遥か遠くに派手な着物の女性の後ろ姿があった。辺りはもうすっかり暗くなっていたが、月明かりに照らされて女性の明るい派手な着物を識別することは難しくはなかった。
とてもこの短時間のうちに移動したとは考えられない距離だった。
「クソッ…追え!!」
岡っ引達は女性の後を追いかけて行った。
混乱の中、千代は密かに胸を撫で下ろした。
(お、驚きの連続でしたが、ひとまず私は捕まらずに済んだみたいです。)
「お前たちはこっちについてきてもらう。」
(…とはいかないようです…。)
岡っ引の何人かはこの場に残って千代達を包囲した。千代達は岡っ引に連れられて屋外に出る。千代はなんとかここを抜け出せないか考えた。千代は岡っ引の一人に話しかけた。

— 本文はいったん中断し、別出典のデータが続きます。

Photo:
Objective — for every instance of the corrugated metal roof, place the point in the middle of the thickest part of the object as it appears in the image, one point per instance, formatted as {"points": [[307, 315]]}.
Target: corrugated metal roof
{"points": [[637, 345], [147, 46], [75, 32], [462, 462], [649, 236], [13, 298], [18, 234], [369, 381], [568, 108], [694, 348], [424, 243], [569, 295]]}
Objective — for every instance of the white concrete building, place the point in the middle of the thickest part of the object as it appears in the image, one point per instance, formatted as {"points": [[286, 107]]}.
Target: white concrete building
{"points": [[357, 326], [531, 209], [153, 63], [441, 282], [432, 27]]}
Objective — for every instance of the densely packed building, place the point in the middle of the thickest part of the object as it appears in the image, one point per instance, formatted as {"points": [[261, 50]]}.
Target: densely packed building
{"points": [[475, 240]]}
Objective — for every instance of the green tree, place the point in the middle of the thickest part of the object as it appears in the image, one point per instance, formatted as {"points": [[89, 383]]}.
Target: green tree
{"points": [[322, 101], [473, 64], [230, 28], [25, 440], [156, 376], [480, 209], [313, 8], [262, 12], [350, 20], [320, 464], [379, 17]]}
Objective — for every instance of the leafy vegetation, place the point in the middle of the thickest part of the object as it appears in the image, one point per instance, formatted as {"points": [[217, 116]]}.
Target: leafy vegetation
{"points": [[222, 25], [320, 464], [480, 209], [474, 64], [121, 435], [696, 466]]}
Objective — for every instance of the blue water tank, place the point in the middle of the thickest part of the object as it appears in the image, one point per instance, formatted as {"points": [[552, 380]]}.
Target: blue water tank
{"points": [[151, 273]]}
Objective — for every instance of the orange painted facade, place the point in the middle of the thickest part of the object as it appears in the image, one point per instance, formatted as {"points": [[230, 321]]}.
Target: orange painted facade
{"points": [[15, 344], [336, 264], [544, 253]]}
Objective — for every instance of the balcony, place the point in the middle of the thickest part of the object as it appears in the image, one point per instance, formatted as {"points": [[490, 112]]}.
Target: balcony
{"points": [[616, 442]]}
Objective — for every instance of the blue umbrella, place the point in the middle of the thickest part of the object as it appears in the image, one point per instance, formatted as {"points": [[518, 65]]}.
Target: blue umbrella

「あの…私、臼田教の勧誘だと知らずにきてしまったのですけど、見逃してもらえませんか?この後、重要な仕事があり、すぐに向かわなければならないのです。」
「お前、名前は?何処に住んでいる?職は何についているのだ?」
「え、えーと…」
千代は答えられずに目を泳がせた。
「お前のような身元がわからぬ者を解放するわけにはいかぬ!さてはお前、連中の仲間なんじゃないのか?」
「!!ち、違います!」
逃げようと行動したのがかえって裏目に出てしまったらしく千代はあらぬ疑いをかけられてしまった。詰め寄る岡っ引に千代はたじたじになってしまい、ますます怪しい者扱いされた。
「…お千代?ここで何をしているんだ?」
背後から声が聞こえた。千代は背筋がヒヤリとするのを感じた。今最も聞きたくない人の声だった。千代は信じたくない気持ちでゆっくりと後ろを振り向いた。